Swimming pool, spa and water feature builders/designers are often asked about interior finishes. There are certainly many choices on the market today, with a wide variation of colour, design, feel, durability and price.

Today, all-tile pools have become increasingly popular, especially in the high-end market. The type of tiles used in pool construction is key to longevity. Those suitable for pool construction include glass, porcelain, ceramic and natural stone.

Porcelain tiles are fired at a very high temperature, making them very dense and durable, with a water absorption rate of less than 0.5 per cent. As such, they are well suited to the harsh environment found in swimming pools, spas and water features.

If there were any doubts as to the durability of an all-tile pool finish, consider the following.

Early pool construction

The first swimming pools were constructed around 2500 BC, comprising a hole lined with bricks and waterproofed with tar. The Greeks and Romans also constructed swimming pools, while modern tile pools gained popularity in the middle of the 19th century in London, England.

In 1907, the RMS Adriatic of the White Star Line was the first cruise ship to have an indoor swimming pool. Tiled saltwater swimming pools became very popular on luxury cruise ships during this time period.

The 1920s saw a period of rapid economic growth in the United States; by the time the 1930s rolled in, despite the Great Depression, a large number of luxurious cruise ships were constructed. In an era before commercial jet service, the well-heeled travelled by ship.

One vessel in particular, the SS President Coolidge, named after the 30th U.S. president, was launched on Feb. 21, 1931, when a bottle of water was smashed over the bow of the 198-m (654-ft) vessel. (Prohibition prevented the use of a traditional bottle of wine.)
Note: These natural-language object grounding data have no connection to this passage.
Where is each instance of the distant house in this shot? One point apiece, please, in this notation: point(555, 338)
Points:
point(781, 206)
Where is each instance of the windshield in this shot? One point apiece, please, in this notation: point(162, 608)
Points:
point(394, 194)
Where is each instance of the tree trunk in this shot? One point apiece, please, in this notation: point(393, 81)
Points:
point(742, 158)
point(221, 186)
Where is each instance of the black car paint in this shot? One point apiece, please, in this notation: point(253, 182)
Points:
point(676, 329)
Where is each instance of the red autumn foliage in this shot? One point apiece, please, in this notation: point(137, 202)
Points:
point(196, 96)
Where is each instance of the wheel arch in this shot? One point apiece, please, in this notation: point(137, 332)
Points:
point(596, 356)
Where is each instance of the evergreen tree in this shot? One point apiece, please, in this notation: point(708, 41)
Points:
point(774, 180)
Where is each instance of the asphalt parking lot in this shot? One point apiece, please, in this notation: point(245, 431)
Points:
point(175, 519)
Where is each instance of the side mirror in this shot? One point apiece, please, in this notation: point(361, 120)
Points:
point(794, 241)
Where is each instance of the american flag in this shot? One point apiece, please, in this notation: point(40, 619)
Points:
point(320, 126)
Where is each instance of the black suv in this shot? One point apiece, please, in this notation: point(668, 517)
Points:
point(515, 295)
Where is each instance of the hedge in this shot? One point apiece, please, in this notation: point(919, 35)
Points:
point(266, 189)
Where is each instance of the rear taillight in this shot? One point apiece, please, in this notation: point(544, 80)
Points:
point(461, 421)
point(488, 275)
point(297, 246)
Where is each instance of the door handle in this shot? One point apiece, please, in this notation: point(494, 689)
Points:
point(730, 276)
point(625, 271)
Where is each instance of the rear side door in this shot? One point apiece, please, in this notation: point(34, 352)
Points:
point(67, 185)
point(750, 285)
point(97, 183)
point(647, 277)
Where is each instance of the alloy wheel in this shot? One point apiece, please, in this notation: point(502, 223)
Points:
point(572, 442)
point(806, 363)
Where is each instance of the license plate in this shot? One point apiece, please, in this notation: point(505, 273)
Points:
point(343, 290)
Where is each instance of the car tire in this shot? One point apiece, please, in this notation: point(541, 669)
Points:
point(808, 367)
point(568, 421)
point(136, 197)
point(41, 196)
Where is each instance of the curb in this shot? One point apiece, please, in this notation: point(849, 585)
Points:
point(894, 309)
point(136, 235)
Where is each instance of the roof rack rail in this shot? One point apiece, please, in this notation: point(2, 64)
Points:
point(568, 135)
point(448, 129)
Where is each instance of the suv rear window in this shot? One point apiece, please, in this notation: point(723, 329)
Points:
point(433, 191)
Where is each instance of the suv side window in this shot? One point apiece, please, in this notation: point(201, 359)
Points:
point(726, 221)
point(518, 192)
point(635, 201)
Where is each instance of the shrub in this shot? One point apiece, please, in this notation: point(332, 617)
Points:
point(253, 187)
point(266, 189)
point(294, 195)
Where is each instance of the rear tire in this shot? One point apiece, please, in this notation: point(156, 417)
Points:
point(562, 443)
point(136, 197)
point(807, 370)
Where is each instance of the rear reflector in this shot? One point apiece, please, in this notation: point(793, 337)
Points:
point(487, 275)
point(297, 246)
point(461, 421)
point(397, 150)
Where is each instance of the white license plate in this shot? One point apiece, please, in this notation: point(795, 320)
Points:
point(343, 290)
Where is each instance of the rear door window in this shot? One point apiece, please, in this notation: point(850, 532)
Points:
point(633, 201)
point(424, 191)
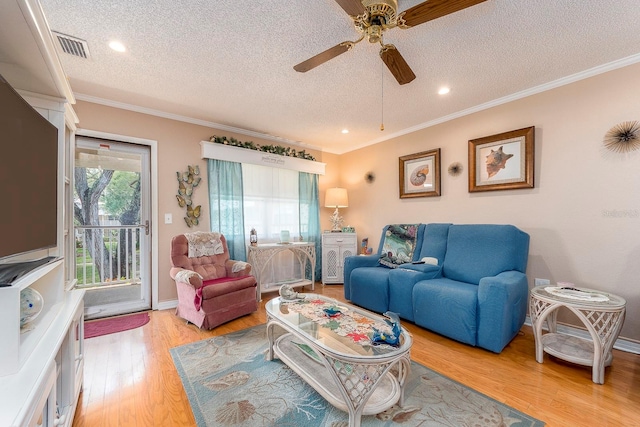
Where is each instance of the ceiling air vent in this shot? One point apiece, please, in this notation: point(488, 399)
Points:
point(72, 45)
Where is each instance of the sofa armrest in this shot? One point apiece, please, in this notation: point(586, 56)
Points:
point(237, 268)
point(353, 262)
point(422, 268)
point(502, 308)
point(186, 276)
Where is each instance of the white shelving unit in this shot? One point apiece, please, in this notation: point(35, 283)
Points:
point(335, 248)
point(41, 369)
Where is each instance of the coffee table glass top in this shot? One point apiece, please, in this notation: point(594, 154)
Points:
point(336, 326)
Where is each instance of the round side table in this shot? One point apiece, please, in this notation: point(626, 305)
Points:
point(603, 319)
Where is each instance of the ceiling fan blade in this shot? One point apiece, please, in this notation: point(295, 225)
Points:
point(434, 9)
point(323, 57)
point(396, 64)
point(352, 7)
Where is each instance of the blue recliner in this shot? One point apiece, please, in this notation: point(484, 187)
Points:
point(477, 294)
point(367, 269)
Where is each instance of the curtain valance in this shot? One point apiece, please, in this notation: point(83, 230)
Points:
point(211, 150)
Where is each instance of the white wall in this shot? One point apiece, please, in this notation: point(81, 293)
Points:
point(583, 214)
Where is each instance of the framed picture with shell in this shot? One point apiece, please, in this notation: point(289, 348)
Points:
point(420, 174)
point(503, 161)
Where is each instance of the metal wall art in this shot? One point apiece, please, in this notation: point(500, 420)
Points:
point(187, 181)
point(503, 161)
point(623, 137)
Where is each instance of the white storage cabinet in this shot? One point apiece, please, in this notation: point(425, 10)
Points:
point(335, 248)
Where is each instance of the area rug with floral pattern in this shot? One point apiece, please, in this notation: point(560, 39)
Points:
point(230, 383)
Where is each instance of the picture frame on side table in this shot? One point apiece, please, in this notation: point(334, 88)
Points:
point(502, 162)
point(420, 174)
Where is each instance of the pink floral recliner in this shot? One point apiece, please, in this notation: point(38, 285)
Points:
point(212, 289)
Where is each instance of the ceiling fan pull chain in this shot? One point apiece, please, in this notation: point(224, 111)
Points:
point(382, 96)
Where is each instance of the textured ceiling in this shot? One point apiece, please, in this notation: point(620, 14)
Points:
point(230, 62)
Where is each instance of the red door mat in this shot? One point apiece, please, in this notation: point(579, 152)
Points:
point(112, 325)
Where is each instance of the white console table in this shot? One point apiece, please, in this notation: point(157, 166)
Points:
point(261, 257)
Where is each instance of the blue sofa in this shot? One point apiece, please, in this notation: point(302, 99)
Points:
point(476, 294)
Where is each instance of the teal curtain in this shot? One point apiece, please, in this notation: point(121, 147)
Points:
point(310, 217)
point(226, 205)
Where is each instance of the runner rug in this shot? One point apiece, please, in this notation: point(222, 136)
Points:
point(229, 383)
point(111, 325)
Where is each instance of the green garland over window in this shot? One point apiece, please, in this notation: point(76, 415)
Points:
point(273, 149)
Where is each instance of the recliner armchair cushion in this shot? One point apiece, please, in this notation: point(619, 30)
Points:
point(475, 251)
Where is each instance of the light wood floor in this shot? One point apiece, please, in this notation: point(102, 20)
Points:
point(130, 379)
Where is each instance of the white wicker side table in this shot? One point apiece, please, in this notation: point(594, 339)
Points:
point(603, 316)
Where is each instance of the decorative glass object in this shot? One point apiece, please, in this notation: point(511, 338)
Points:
point(31, 304)
point(287, 293)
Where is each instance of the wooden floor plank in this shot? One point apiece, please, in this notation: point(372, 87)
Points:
point(130, 379)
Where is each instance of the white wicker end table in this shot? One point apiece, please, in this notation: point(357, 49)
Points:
point(330, 356)
point(601, 313)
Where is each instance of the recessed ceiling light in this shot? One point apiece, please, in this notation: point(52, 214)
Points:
point(117, 46)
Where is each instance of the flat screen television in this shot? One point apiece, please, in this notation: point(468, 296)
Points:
point(28, 178)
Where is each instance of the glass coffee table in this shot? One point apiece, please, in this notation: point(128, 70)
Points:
point(332, 351)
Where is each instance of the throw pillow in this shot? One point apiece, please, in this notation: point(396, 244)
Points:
point(399, 244)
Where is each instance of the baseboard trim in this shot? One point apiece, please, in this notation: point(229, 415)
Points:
point(166, 305)
point(620, 344)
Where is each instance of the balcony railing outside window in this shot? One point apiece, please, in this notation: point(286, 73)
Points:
point(119, 249)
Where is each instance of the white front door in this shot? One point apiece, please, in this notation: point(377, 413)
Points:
point(112, 188)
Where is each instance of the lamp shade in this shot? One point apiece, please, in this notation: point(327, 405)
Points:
point(336, 198)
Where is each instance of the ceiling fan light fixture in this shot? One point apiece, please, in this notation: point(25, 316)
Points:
point(381, 12)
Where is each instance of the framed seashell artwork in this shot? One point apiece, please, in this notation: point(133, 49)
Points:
point(420, 174)
point(503, 161)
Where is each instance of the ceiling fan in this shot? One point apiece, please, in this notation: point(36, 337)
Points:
point(372, 18)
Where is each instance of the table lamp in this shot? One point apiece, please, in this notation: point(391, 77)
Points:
point(336, 198)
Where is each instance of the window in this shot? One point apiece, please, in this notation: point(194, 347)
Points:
point(271, 202)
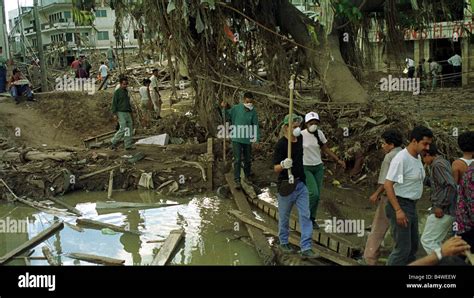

The luxury vessel held 990 passengers and 324 crew members. It had a range of 36,114 km (19,500 nautical miles) and carried 2,357,229 kg (2,320 tons) of fresh water. First-class passengers had the run of the upper levels, including staterooms equipped with porcelain saltwater baths with hot and cold running water, porcelain toilets and fresh-water showers. Second and steerage-class passengers had more spartan accommodation.

Two outdoor swimming pools

The impressive ship also had two outdoor swimming pools. The first class pool was located on the sun deck behind the superstructure and finished in a beautiful porcelain mosaic tile.

The 25.4 x 25.4 mm (1 x 1 in.) tiles were bonded onto the steel surface, supporting the weight of the water above. A large freeboard, above the water line, held the contents of the pool as the ship rolled in the ocean waters. Various sources, including a schematic of the ship, indicate a sand beach was located adjacent to the first class pool. Photographs of the ship, however, do not bear this out.

A sunbathing area and shade structure completed the landscape portion of the pool design. The pool contained saltwater from the ocean; fresh water would be at a premium onboard a ship.

The second class pool was a temporary canvas structure. It was located above cargo hold number six and had very little in the way of luxuries. This saltwater pool had no filtration or heating system, as fresh water could be added from the ocean; old water was simply dumped back into the sea.